The Bay Foundation (TBF) has recently been awarded key climate change-related grants. Every aspect of TBF’s work takes into consideration the potential effects and mitigation of climate change in the 266-square-mile Santa Monica Bay and the 400 sq. mile watershed that drains to the Bay. With 5,000 species of animals, fish, birds and plants making their home in the Bay and its watershed, along with millions of people who visit, live and work here, TBF said its intent is garner grants that can help keep the Bay’s resources healthy and resilient.
TBF is one arm of the Santa Monica Bay National Estuary Program (SMBNEP), one of 28 similar programs administered by the U.S. Environmental Protection Agency (EPA). The national estuary programs are one of the most effective on-the-ground programs of the EPA.
“In California we’re fortunate climate change is widely accepted and resources and smart people are ready and able to help with funding, research, modeling, and planning,” said TBF executive director Tom Ford.

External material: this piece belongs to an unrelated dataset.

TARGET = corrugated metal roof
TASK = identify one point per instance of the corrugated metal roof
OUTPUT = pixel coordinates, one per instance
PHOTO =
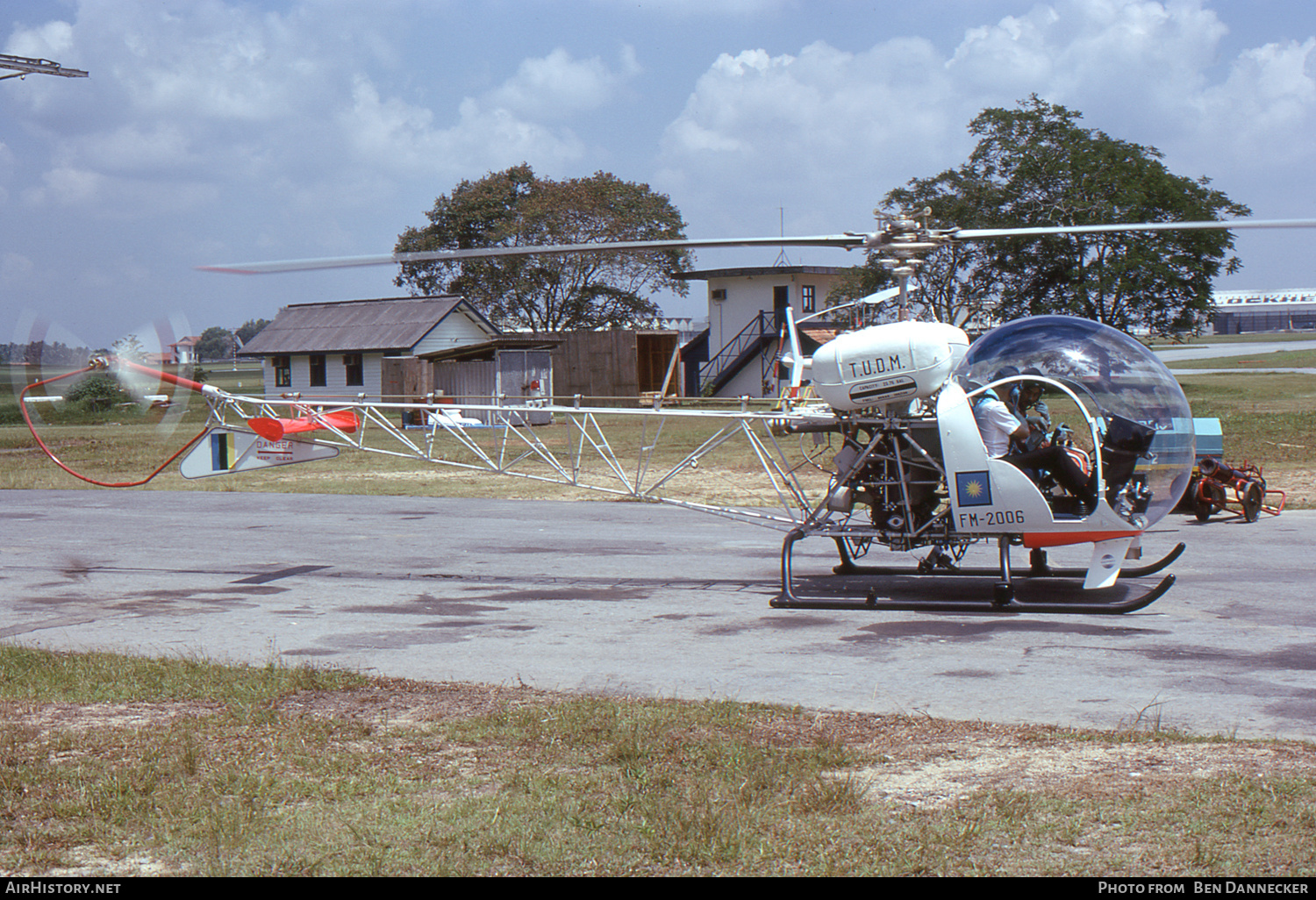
(354, 325)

TBF helped to convene a partnership of 11 local coastal jurisdictions and organizations and launched the regional AdaptLA project to help project what the coastline will look like in 2030, 2050 and 2100. Funded by a grant from the state Coastal Conservancy and Coastal Commission, this multi-year project will gather data and model future beaches by examining regional shoreline change, and model and assess Los Angeles coastal region’s exposure to sea level rise and other coastal processes. The modeling results will be especially useful for identifying coastal vulnerability.